News Release

Can AI think like a human?

Peer-Reviewed Publication

PNAS Nexus

In a perspective, Athanassios S. Fokas considers a timely question: whether artificial intelligence (AI) can reach and then surpass the level of human thought. Typically, researchers have sought to measure the ability of computer models to accomplish complex goals, such as winning the game of Go or carrying on a conversation that seems human enough to fool an interlocutor. According to Fokas, this approach has a key methodological limitation. Any AI would have to be tested on every single conceivable human goal before anyone could claim that the program was thinking as well as a human. Alternative methodologies are therefore needed. In addition, the “complex goal” focus does not capture features of human thought, such as emotion, subjective experience, or understanding. Furthermore, AI is are not truly creative: AI cannot make connections between widely disparate topics, using methods such as metaphor and imagination, to arrive at novel results that were never explicit goals.
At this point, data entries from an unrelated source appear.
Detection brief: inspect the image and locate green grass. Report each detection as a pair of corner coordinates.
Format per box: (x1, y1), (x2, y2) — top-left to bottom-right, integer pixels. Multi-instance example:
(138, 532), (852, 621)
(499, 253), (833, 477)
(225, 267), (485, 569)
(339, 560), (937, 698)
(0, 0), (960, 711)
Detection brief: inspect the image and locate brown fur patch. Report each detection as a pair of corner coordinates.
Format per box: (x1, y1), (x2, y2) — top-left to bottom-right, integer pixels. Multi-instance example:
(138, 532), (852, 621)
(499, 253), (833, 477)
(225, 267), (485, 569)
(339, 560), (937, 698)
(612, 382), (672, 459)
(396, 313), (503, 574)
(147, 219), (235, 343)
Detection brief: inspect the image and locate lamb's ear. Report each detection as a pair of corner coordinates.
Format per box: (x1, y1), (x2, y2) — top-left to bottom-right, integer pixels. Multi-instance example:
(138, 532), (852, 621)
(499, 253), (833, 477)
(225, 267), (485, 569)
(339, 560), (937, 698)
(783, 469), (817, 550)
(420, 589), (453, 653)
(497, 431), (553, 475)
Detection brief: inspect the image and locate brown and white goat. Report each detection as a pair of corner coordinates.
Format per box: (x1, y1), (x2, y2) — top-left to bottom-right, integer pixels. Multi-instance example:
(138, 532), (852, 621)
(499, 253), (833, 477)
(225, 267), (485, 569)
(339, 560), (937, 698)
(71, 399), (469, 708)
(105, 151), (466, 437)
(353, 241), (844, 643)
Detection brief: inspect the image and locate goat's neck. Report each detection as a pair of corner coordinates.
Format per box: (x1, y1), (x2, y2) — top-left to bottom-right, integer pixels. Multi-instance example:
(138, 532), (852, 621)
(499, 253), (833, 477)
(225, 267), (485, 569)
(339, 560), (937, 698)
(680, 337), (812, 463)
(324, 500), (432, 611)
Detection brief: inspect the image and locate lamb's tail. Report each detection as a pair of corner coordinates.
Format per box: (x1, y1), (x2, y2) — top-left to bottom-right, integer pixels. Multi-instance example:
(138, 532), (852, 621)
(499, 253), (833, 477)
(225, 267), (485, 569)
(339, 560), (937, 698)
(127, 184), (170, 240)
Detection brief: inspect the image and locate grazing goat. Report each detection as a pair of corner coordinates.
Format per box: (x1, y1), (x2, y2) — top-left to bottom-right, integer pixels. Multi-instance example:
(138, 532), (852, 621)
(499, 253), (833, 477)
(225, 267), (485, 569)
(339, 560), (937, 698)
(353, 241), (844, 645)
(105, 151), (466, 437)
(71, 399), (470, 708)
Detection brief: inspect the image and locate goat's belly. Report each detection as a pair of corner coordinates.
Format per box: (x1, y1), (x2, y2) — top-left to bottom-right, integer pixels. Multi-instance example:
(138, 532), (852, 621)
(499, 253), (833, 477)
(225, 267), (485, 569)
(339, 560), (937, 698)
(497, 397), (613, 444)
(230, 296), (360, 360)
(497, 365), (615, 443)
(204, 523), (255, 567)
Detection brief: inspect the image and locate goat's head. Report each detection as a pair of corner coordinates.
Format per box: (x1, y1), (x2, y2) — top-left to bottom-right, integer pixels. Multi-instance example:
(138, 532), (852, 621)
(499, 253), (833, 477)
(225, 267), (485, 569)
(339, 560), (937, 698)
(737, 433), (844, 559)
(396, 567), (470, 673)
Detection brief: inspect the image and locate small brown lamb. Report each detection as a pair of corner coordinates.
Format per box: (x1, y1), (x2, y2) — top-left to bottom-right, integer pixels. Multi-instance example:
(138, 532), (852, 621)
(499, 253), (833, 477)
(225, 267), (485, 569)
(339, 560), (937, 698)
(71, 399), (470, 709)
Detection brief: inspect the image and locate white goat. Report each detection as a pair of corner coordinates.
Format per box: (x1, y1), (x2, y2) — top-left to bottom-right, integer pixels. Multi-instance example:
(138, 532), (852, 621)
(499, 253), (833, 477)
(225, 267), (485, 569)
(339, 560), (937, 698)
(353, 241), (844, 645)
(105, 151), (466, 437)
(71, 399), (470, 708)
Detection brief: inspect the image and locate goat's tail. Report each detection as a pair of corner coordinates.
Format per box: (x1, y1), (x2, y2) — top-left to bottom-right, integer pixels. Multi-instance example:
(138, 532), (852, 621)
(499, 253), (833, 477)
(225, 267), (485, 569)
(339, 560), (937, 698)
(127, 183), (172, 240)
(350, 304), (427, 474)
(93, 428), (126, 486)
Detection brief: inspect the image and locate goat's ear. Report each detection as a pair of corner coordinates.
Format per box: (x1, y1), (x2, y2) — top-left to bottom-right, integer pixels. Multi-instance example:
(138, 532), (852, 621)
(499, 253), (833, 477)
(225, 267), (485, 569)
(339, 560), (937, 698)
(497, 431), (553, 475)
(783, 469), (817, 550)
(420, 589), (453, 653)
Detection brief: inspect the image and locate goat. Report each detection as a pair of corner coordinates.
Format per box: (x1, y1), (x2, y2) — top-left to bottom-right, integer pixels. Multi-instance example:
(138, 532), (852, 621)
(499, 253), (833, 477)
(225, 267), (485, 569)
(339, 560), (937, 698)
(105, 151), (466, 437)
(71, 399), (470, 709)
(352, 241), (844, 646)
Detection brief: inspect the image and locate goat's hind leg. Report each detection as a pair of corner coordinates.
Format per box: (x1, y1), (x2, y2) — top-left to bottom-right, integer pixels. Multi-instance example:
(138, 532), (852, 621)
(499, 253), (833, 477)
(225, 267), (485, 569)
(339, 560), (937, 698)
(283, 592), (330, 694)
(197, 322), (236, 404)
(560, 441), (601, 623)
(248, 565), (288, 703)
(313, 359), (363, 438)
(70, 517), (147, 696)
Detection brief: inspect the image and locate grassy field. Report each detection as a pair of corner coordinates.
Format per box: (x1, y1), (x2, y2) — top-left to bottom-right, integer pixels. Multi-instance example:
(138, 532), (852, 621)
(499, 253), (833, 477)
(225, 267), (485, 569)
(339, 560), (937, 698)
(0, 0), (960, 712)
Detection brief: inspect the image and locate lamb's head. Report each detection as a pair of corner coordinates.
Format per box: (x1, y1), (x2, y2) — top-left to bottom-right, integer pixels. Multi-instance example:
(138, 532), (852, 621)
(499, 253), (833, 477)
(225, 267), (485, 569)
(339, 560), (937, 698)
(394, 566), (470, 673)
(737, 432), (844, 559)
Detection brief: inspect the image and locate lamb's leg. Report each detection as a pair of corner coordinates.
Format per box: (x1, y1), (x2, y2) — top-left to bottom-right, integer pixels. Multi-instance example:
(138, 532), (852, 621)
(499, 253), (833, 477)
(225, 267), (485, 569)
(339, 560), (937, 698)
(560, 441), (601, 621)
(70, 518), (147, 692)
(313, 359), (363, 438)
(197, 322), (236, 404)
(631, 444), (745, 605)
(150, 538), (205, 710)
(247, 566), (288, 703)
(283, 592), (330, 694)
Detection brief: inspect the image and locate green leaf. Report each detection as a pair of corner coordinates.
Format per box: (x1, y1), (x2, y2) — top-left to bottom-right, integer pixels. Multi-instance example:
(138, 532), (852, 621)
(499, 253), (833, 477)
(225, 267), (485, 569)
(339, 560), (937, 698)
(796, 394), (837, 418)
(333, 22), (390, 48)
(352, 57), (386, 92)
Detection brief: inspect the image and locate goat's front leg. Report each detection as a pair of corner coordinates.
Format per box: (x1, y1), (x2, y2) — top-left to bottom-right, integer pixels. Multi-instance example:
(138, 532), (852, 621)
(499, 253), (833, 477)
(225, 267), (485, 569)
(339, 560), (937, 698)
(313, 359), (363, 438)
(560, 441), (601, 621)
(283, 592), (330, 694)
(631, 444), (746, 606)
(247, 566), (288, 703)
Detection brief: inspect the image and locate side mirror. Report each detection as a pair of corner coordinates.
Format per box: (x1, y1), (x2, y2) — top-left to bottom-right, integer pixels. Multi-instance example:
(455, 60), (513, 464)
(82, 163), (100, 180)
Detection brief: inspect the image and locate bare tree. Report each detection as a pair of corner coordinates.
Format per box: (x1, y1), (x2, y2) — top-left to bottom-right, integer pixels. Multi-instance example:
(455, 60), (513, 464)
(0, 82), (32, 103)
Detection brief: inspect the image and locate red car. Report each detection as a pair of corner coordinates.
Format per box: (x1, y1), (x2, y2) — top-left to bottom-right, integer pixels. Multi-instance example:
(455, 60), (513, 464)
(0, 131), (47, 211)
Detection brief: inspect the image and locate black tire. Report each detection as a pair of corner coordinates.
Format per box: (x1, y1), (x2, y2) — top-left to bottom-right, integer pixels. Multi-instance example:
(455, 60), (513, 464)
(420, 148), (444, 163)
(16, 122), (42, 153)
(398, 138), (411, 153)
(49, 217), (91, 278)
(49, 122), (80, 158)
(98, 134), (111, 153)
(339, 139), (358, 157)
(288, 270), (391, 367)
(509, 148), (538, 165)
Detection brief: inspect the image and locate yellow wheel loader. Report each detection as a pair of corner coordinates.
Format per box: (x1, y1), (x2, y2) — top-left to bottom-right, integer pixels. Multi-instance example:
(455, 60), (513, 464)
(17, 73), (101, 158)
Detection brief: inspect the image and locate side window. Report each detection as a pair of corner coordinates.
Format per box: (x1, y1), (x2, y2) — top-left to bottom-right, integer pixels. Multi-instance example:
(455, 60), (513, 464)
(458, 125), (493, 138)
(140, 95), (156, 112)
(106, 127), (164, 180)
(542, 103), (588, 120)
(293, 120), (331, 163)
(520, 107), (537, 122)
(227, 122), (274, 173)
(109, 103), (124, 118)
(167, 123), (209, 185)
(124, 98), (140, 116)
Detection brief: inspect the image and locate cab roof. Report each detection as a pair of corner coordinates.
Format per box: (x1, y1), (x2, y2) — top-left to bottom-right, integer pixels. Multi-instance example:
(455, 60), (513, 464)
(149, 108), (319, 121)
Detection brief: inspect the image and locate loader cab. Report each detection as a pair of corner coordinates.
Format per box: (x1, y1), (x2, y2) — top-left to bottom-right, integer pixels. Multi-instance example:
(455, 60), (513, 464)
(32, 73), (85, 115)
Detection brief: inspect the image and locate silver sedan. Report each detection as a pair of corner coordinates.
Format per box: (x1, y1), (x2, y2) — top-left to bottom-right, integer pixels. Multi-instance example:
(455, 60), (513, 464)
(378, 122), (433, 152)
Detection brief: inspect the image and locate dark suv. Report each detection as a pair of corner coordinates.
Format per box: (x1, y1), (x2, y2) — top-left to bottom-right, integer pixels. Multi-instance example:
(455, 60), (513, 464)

AI models are often conceptualized as artificial neural networks, but human thinking is not limited to the neurons; thinking involves the entire body, and many types of brain cells, such as glia cells, that are not neurons. Fokas argues that computations reflect a small part of conscious thinking and conscious thought itself is just one part of human cognition. An immense amount of unconscious work goes on behind the scenes. Fokas concludes that AI is a long way from surpassing humans in thought.